You know, I can't look at a centaur costume without something in the back of my mind whispering "pantomime horse!"
The Crying of Natter 49
Off-topic discussion. Wanna talk about corsets, duct tape, or physics? This is the place. Detailed discussion of any current-season TV must be whitefonted.
You know, I can't look at a centaur costume without something in the back of my mind whispering "pantomime horse!"
Does the voice sound like John Cleese?
Moving on from centaurs to... tiny piglets!
IT’S Drinky and Perky! A pint-sized piglet called Perky risks turning into a lager snout — as he tries to hog a beer all to himself.
The five-day-old porker, who weighs less than 2lbs and is just 9ins tall, is the tiniest pig ever born at Pennywell Farm in Buckfastleigh, Devon.
Director Nicky Murray, 40, said: “He’s the smallest and cutest we’ve ever had. The staff here can’t get enough of him.”
Cutest. Pig. Evah!
Does the Sun have a regular weird animal feature?
It's a good thing that the tiniest piglet doesn't live anywhere near the Ginormous cat. . .

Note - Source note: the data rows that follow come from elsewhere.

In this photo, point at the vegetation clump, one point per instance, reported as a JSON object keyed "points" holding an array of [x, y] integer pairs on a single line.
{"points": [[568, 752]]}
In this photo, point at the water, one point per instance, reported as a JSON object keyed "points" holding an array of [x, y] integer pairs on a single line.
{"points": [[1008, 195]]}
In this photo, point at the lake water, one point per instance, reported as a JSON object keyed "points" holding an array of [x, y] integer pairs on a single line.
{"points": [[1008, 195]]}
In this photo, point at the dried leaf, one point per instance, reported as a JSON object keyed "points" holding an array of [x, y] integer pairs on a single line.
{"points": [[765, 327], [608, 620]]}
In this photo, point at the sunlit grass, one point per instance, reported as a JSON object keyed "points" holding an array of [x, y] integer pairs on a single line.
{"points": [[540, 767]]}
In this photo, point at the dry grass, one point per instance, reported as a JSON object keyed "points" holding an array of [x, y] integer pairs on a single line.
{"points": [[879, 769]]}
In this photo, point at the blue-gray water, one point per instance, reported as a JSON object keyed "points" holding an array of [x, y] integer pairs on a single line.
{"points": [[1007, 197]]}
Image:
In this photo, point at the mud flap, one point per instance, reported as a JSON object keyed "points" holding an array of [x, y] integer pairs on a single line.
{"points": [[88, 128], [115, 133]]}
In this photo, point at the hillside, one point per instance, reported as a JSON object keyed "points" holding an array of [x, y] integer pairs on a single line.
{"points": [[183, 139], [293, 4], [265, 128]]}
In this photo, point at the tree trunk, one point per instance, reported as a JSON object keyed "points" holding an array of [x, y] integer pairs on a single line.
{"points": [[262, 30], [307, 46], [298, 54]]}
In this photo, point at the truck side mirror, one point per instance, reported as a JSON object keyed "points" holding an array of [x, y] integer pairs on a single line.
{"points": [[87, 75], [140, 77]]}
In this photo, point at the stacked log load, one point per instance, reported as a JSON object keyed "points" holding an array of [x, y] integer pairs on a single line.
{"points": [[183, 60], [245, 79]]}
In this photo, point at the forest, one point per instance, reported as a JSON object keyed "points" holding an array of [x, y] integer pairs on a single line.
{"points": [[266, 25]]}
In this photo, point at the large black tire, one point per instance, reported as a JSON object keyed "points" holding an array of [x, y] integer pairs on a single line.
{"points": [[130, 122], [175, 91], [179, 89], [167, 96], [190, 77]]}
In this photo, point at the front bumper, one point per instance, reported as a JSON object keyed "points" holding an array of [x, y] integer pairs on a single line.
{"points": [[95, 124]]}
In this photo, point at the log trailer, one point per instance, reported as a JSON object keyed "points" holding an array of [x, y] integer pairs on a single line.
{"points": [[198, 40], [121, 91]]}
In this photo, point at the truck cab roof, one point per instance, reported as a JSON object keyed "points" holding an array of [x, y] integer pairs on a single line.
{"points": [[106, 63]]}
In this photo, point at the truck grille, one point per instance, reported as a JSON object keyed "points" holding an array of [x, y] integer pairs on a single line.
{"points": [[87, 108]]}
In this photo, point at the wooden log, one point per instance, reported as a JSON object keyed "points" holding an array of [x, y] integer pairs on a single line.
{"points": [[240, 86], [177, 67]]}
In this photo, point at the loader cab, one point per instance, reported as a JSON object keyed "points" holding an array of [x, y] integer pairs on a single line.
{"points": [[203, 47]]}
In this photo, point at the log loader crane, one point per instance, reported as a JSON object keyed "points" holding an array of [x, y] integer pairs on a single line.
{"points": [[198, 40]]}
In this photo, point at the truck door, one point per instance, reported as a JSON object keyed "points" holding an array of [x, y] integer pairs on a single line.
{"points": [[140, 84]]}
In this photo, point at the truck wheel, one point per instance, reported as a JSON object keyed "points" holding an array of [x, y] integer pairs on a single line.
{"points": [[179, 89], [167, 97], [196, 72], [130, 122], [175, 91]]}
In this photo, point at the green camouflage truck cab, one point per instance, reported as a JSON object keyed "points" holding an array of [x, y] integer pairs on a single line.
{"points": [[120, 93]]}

I don't mind receiving the atheist hate mail, since I know that in a few years, many of these same people will either be Muslim extremists (redundant) or helping the country fall further in its fight against the creep of Islamic imposition on America . . . or both.

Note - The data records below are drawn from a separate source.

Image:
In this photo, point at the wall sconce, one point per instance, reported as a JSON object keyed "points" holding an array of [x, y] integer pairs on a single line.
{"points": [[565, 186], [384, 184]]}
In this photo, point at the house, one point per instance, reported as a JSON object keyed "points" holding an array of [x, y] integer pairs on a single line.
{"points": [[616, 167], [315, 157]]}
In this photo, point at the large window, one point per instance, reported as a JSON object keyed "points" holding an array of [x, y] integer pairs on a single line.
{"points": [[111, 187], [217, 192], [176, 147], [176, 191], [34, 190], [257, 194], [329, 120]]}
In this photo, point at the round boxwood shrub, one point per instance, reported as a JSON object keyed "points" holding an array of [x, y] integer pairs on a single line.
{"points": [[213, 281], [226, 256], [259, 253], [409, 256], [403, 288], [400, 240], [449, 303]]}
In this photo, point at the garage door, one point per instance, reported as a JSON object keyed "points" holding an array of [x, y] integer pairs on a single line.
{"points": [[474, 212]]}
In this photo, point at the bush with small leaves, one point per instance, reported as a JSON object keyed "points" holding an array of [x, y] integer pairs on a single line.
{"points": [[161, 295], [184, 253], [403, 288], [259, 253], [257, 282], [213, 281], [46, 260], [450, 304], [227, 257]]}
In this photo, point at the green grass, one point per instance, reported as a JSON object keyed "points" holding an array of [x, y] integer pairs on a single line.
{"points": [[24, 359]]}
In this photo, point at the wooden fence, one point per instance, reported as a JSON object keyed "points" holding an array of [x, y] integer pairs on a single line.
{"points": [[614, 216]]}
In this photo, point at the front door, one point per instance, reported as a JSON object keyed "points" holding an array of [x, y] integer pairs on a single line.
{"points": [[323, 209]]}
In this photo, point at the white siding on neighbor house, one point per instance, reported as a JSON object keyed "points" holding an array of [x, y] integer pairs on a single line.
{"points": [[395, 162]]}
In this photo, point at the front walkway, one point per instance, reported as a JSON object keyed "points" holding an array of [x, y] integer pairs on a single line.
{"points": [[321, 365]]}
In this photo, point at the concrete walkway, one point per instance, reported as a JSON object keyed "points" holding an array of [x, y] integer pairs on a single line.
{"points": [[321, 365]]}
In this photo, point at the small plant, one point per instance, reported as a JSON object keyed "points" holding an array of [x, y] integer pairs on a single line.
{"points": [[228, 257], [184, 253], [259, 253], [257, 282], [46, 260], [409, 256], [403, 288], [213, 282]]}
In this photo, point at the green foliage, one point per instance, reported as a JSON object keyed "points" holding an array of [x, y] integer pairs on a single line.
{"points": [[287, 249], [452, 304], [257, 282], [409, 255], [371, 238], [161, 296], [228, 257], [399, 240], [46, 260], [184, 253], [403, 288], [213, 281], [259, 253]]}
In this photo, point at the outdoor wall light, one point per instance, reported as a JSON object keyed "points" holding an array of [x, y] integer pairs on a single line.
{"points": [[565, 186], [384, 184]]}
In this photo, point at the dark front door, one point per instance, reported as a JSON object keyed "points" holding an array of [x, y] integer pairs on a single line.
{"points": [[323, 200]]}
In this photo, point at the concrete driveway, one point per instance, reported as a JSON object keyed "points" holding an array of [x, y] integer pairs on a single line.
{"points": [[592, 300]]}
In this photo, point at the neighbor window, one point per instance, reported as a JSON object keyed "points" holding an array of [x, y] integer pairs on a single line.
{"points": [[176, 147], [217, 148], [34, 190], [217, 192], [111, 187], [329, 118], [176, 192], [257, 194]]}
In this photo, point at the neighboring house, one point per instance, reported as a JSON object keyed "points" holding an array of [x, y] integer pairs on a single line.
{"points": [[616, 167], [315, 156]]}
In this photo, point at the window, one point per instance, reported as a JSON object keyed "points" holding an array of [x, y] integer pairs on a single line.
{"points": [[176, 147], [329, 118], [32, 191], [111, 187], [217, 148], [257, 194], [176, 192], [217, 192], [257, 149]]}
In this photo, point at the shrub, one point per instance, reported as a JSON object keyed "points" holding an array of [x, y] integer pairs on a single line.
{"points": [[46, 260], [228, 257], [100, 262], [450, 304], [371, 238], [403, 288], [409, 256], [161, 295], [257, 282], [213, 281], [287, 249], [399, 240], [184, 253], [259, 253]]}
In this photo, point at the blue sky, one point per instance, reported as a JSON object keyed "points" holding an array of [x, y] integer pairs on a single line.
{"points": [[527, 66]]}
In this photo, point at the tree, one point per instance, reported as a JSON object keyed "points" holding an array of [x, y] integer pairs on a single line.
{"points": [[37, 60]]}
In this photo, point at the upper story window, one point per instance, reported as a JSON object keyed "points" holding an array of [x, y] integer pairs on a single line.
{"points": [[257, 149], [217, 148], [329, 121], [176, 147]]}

Apparently she doesn't quite get that Muslims by definition cannot be atheists? And that I want to punch her in the face for the (redundant)?
Today I have discovered that getting to work early means I get bored that much more quickly.
Wee tiny piglet! I showed the picture to my co-workers, and one said, "Man, that's only a couple strips of bacon!"
OMG so angry. I left my house at 8:10. I just got to my office. Some train problem, but the upshot was that I stood on an outdoor platform for 45 minutes with no information before I gave up and walked to a different station with different trains, and took some crazy convoluted route to work. THIS is why I don't like to come in to work! It's not even the work!
Apparently she doesn't quite get that Muslims by definition cannot be atheists?
I think what she's talking about is that "American Taliban" guy - he was (according to her) raised atheist. So from this one example she infers that many American atheists will become Muslim extremists. Oh, and she blames atheism in Europe for those countries becoming dominated by Muslim extremists. Or something.
The obvious solution to your problem, Jesse, is to move to Brooklyn.
Also, since atheists are by definition evil, the next logical step from believing in no god is to believe in the evil god who hates America. Or something.